Not every project starts with a client. Some start with a question, an itch, or the sense that something should exist. This is where those things live.
Some of these will become commercial products.
Some will stay free.
Some will be quietly abandoned.
That's the nature of this.
Started as a bespoke build for a client. Became a product. Now runs independently. The one that escaped the engagement and became its own thing.
A lightweight internal forms tool. Built because every forms solution either costs too much, collects too much data, or needs too much time to set up. Forma is the version that's just enough.
Somewhere between a notebook and a database. Built because I couldn't find a notes tool that thought the way I think — structured enough to find things, fluid enough not to get in the way.
A tool for mapping how information moves through an organisation. Started as a consulting methodology. The hypothesis is that it's useful enough to be a product. Still testing that.

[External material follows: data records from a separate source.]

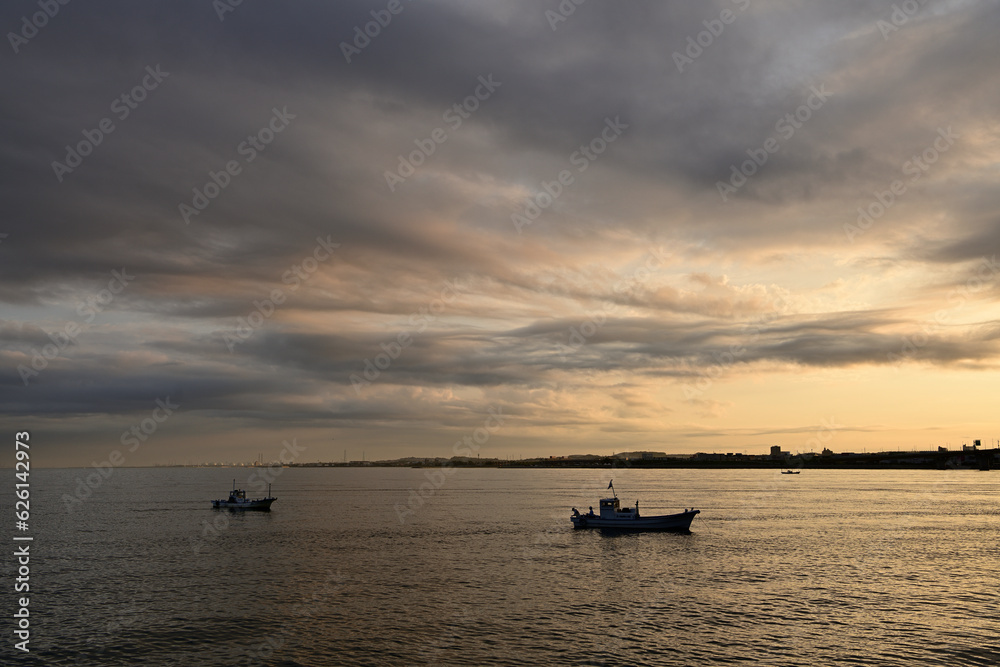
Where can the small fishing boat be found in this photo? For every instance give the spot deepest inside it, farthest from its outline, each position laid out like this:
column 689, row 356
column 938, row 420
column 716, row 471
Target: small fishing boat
column 616, row 517
column 238, row 500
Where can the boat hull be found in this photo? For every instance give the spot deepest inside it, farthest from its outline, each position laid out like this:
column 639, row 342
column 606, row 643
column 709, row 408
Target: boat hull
column 262, row 505
column 679, row 522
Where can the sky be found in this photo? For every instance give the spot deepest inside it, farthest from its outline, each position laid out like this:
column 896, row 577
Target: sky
column 520, row 228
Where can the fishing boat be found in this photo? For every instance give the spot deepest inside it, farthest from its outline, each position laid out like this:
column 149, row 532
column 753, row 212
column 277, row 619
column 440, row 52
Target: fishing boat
column 614, row 516
column 238, row 500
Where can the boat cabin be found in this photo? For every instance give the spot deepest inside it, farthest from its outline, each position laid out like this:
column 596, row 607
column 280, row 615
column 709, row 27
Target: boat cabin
column 612, row 509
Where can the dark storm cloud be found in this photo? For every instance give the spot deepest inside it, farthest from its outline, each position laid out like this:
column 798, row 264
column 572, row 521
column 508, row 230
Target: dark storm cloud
column 522, row 295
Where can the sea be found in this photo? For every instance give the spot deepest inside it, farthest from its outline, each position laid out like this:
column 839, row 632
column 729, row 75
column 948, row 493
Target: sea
column 481, row 566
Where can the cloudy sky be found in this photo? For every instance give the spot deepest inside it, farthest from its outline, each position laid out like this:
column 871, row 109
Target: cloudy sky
column 369, row 226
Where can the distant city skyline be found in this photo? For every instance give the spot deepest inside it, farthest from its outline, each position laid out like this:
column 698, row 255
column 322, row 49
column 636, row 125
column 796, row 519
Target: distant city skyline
column 508, row 229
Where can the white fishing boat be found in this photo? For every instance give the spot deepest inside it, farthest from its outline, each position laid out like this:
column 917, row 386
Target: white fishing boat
column 613, row 515
column 238, row 500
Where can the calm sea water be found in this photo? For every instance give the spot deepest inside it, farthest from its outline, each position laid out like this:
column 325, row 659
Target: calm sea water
column 821, row 568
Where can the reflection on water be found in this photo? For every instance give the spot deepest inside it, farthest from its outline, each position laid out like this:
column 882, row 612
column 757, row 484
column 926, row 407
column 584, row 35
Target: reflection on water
column 826, row 567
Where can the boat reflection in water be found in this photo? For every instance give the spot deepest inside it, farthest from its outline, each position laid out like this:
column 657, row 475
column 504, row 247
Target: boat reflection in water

Visual org modelling for people who think structurally. Not another diagramming tool — more like a thinking environment for how organisations are designed and redesigned.
More things in various states of half-finished. This is how it works — you start something, it either becomes real or it doesn't.
Launched public access. First external signups. Watching how people use it before touching the roadmap.
Rebuilt the data model for the third time. This one feels right — structured enough to surface things, light enough to not require maintenance.
"The instinct to build — to prototype, to test, to keep iterating until something actually works — is the same instinct that makes the consulting work better. The two sides feed each other."
Things built in the lab become products. Products built for clients become tools. The line between exploring and shipping is just time and stubbornness.